Bug #8941: The remote shell server is racing against Tails Greeter

Bug #8941

The remote shell server is racing against Tails Greeter

Added by anonym 2015-02-22 20:06:54 . Updated 2015-03-23 02:01:24 .

Status:

Resolved

Priority:

High

Assignee:

Category:

Test suite

Target version:

Tails_1.3.1

Start date:

2015-02-22

Due date:

2015-03-06

% Done:

100%

Feature Branch:

bugfix/8941-start-remote-shell-before-greeter

Type of work:

Code

Blueprint:

Starter:

Affected tool:

Deliverable for:

Description

The autotest_remote_shell.py is started after Tails Greeter (/etc/rc2.d/S05rc.local vs /etc/rc2.d/S03gdm3) which is fragile given how we wait for the remote shell to be ready (we “ask” if it’s up as soon as we see that Tails Greeter is running). In particular, in the test/7821-tor branch (for ~~Feature #7821~~) a tiny change to the remote shell server (commit 1a55905e5d51d0f578b5ab3732a8ac0453ac6363 (“Create the environment for remote shell calls more realisitcally.”)) exposes this race.

To eliminate this race we should:

migrate the remote shell startup to a dedicated initscript, that acts as a no-op unless autotest_never_use_this_option is passed on the kernel command-line
set X-Start-Before: $x-display-manager gdm gdm3 in the remote shell initscript
in autotest_remote_shell.py, touch some file after port.open() has succeeded
patch the gdm3 initscript to wait for that file to appear, when autotest_never_use_this_option is passed on the kernel command-line, before it actually starts GDM.

(above adapted from ~~Feature #7821#note-42~~)

Subtasks

Related issues

Related to Tails - ~~Feature #7821~~: Automatic tests for Tor	Resolved	2014-08-26
Related to Tails - ~~Feature #5491~~: Test suite: remote shell instability	Rejected
Related to Tails - ~~Feature #9057~~: Port the new remote shell initscript to systemd	Resolved	2015-03-15

History

#1 Updated by anonym 2015-02-22 20:07:05

related to ~~Feature #7821~~: Automatic tests for Tor added

#2 Updated by anonym 2015-02-22 20:07:19

related to ~~Feature #5491~~: Test suite: remote shell instability added

#3 Updated by intrigeri 2015-02-23 10:38:20

Parent task set to ~~Feature #8539~~

#4 Updated by intrigeri 2015-02-23 10:39:00

blocks #8538 added

#5 Updated by Tails 2015-03-06 04:06:54

Status changed from Confirmed to In Progress

Applied in changeset commit:2adf60611a6129d5dd8f63a61c8568241f323460.
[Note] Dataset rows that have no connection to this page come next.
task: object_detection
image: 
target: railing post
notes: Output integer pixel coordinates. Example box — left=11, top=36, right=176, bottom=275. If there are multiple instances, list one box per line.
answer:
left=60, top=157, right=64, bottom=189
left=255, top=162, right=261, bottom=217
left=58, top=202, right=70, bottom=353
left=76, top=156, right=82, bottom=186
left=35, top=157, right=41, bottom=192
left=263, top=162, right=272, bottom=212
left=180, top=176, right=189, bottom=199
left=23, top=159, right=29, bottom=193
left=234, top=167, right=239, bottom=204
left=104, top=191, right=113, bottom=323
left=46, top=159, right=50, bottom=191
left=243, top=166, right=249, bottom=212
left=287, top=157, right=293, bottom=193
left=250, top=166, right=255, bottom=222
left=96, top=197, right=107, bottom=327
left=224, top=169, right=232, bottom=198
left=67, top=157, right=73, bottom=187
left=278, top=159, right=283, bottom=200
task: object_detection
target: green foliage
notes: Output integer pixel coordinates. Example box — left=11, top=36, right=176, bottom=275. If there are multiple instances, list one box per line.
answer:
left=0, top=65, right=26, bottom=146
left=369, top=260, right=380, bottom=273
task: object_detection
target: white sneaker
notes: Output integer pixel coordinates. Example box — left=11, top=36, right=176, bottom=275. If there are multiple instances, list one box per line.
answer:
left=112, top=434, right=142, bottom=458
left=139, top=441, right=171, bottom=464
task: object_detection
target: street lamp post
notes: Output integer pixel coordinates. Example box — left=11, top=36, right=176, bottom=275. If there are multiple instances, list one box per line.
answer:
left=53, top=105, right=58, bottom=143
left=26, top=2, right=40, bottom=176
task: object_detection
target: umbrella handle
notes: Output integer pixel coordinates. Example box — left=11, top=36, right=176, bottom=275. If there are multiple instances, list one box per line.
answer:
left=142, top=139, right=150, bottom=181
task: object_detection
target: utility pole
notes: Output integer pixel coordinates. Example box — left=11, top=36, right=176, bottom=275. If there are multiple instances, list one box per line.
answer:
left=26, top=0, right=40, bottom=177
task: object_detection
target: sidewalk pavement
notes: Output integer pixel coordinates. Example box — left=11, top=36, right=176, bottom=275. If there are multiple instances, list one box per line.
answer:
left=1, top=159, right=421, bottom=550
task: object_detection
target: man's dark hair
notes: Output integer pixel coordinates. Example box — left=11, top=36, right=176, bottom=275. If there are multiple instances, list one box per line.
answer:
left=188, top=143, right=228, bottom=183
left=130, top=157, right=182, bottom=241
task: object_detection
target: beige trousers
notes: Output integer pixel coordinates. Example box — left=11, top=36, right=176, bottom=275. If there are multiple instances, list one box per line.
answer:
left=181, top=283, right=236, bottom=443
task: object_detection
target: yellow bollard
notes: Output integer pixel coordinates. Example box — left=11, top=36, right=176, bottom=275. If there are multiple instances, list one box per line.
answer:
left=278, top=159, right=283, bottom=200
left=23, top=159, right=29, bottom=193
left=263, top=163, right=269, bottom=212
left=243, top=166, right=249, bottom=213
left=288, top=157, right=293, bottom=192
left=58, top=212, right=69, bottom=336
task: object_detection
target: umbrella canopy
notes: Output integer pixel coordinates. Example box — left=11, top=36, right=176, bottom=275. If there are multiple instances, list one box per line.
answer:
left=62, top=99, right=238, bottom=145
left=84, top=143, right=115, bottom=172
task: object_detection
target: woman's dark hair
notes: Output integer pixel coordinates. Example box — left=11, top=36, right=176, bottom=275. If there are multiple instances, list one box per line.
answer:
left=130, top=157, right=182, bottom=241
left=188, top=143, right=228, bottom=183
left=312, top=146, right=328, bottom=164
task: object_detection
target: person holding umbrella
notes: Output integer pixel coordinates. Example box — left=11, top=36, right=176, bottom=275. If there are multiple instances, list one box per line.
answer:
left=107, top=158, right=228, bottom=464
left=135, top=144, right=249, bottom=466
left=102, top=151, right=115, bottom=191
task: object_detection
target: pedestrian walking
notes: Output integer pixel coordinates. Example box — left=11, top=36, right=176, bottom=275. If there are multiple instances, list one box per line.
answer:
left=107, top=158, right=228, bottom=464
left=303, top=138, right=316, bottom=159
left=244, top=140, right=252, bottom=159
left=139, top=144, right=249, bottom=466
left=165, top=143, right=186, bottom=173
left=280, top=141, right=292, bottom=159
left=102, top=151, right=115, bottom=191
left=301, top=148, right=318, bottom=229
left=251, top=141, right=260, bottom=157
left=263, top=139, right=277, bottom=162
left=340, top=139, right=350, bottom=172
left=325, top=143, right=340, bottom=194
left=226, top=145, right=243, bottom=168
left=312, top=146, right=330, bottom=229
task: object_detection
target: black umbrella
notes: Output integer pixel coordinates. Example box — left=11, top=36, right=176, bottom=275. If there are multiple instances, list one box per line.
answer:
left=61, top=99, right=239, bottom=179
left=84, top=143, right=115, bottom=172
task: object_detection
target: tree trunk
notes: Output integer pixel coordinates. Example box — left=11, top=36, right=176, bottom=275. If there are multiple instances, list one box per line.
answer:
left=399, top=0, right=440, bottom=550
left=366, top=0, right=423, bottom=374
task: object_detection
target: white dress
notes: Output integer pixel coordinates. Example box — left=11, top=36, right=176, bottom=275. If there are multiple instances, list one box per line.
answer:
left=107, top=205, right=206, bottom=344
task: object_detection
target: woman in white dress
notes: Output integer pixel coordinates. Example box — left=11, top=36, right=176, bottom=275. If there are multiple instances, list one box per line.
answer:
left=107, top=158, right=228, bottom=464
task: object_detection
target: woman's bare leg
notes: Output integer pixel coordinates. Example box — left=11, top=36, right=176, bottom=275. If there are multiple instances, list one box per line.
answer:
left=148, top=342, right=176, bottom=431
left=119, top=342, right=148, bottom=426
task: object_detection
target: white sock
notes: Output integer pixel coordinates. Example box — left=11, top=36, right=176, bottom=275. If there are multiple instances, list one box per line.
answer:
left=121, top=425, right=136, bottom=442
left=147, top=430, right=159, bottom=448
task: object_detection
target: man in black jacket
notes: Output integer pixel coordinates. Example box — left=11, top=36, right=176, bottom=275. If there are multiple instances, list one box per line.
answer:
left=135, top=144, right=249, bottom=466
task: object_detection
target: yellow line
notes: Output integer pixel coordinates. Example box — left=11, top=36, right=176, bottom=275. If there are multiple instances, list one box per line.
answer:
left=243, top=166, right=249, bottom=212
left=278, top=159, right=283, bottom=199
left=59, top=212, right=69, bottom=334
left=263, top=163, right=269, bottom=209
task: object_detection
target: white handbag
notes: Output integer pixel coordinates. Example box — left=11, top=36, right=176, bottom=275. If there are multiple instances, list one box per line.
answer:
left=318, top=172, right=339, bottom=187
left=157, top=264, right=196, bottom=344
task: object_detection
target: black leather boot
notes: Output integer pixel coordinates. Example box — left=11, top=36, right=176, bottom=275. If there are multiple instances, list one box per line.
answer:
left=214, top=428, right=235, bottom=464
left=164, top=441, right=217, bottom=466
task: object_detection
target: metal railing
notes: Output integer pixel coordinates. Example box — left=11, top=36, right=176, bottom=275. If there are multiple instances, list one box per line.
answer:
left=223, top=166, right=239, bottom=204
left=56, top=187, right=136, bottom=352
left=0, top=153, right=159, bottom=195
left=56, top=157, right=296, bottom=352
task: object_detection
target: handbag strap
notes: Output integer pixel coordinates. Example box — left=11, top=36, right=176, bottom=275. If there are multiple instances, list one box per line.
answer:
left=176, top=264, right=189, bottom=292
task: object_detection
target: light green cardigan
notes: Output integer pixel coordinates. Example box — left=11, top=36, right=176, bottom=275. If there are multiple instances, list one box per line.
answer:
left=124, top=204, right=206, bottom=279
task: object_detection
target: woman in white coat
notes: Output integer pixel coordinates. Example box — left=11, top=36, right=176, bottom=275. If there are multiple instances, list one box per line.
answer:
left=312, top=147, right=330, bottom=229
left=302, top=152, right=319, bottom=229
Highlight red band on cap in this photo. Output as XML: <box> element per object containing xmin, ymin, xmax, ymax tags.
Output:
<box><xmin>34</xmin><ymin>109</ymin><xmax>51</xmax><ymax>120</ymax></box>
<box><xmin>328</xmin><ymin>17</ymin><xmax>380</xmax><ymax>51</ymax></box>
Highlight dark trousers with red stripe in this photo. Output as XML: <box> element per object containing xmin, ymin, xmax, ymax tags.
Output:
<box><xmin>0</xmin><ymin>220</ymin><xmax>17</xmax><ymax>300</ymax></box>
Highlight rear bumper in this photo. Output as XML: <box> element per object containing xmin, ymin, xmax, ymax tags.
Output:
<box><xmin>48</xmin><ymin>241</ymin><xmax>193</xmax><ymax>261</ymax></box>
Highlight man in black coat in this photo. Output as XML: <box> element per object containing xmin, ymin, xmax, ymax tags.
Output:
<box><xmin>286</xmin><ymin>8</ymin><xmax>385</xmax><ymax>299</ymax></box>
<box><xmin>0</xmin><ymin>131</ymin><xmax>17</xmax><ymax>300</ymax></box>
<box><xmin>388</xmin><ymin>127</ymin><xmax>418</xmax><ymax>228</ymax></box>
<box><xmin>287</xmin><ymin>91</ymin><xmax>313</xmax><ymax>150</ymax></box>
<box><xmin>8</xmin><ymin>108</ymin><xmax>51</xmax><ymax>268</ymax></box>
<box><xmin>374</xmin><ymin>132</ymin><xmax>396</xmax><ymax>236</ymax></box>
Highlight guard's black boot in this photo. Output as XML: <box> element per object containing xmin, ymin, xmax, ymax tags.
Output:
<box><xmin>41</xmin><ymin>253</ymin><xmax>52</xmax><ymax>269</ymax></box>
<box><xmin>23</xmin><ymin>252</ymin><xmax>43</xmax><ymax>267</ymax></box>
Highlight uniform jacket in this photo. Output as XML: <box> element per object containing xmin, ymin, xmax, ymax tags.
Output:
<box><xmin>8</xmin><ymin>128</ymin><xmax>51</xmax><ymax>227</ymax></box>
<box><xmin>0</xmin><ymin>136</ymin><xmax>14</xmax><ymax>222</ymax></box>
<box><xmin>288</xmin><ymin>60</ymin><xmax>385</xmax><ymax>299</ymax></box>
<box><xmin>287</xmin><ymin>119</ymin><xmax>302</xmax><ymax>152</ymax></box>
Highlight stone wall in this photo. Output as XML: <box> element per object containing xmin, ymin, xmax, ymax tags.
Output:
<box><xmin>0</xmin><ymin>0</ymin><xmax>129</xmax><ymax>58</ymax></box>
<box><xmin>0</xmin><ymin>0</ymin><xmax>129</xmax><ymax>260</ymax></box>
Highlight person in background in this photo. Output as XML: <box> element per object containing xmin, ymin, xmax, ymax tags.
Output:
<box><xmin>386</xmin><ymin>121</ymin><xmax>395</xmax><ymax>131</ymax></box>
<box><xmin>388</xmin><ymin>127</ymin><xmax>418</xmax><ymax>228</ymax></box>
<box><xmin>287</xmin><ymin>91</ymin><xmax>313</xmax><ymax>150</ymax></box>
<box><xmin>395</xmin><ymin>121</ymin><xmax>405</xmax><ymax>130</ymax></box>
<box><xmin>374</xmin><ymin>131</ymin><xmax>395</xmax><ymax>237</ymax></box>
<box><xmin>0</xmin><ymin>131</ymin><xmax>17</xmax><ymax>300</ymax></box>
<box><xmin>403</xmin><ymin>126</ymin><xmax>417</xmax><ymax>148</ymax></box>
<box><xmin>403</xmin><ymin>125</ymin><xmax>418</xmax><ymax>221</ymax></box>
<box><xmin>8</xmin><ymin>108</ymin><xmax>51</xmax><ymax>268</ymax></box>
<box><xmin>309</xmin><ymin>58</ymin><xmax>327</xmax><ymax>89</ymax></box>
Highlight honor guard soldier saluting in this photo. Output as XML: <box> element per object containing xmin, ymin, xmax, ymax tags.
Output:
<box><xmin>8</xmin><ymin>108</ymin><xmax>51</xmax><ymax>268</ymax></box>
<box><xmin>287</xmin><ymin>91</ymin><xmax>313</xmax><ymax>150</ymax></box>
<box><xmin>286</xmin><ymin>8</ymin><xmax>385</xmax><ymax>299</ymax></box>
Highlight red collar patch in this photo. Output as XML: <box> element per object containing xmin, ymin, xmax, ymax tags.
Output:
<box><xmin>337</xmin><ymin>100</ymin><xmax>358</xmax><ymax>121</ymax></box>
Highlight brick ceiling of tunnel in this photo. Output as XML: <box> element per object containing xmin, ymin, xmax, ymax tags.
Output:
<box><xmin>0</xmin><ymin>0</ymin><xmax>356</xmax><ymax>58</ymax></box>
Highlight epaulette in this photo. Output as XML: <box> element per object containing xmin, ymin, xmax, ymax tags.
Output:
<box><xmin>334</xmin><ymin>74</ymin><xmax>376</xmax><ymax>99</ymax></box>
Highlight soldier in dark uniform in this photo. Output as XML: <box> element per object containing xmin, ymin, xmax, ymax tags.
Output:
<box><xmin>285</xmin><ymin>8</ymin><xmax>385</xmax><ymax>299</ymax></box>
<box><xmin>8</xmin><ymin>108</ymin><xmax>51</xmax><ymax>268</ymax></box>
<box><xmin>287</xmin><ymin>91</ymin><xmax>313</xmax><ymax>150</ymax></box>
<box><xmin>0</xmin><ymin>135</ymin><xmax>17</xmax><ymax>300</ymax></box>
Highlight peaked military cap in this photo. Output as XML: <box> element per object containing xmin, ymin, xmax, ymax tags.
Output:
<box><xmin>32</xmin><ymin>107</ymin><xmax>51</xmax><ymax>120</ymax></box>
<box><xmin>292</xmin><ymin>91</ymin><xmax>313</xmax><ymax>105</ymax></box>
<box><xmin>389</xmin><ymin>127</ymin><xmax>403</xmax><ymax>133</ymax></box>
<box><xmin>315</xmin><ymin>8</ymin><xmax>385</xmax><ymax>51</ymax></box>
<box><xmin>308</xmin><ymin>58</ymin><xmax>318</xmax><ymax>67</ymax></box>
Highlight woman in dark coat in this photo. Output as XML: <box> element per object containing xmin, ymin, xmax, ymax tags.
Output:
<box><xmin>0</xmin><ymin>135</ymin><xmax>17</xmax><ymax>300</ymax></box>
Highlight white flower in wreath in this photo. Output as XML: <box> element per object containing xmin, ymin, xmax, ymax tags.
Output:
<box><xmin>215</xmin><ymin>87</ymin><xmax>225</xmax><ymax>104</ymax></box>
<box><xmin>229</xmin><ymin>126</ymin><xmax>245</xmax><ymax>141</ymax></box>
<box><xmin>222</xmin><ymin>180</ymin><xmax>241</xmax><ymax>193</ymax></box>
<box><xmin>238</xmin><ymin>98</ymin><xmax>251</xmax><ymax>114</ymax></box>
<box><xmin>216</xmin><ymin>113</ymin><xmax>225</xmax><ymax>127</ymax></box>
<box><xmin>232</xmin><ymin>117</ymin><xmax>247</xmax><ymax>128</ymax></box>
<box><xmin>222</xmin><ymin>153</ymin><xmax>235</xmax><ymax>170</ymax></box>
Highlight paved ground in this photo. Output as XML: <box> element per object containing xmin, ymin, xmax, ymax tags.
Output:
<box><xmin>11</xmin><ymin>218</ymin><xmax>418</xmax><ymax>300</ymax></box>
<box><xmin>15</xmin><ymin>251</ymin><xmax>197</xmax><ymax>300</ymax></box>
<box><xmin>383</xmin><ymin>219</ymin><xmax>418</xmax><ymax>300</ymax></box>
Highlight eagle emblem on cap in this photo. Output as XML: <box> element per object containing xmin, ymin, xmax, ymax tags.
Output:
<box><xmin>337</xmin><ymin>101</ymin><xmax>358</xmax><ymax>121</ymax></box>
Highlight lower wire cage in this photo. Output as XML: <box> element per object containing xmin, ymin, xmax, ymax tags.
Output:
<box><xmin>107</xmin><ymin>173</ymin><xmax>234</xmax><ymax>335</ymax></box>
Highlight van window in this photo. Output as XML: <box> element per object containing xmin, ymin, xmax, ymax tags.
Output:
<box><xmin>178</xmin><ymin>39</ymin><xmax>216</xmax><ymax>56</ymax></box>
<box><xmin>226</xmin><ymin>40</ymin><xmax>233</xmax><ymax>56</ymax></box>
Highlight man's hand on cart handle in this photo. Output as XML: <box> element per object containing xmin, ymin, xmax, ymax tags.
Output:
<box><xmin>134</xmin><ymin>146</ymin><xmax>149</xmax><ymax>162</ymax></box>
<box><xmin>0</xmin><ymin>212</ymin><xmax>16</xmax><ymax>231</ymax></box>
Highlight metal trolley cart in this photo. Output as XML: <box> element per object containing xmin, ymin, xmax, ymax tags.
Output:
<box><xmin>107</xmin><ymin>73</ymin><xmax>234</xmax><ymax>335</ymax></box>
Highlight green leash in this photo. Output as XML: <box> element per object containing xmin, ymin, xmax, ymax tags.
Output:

#6 Updated by anonym 2015-03-06 04:27:06

% Done changed from 0 to 30
Feature Branch set to bugfix/8941-start-remote-shell-before-greeter

I’ve built an image from the feature branch and uploaded it to isotester1.lizard, and I’m currently running 200 scenarios like this:

  Scenario: Test
    Given a computer
    And I start the computer
    And the computer boots Tails

If I get no remote shell errors I’ll run the same for the 1.3 image, and hope we’ll get the errors then. :)

#7 Updated by intrigeri 2015-03-06 06:51:41

> If I get no remote shell errors I’ll run the same for the 1.3 image, and hope we’ll get the errors then. :)

Yay!

#8 Updated by anonym 2015-03-06 11:53:20

Assignee changed from anonym to intrigeri
QA Check changed from Dev Needed to Info Needed

200 scenarios (200 passed)
600 steps (600 passed)
212m14.653s

Woo! What do you think intrigeri?

In the meantime I’ll be running 200 scenarios on Tails 1.3, as control.

From the description:
> * patch the gdm3 initscript to wait for that file to appear, when autotest_never_use_this_option is passed on the kernel command-line, before it actually starts GDM.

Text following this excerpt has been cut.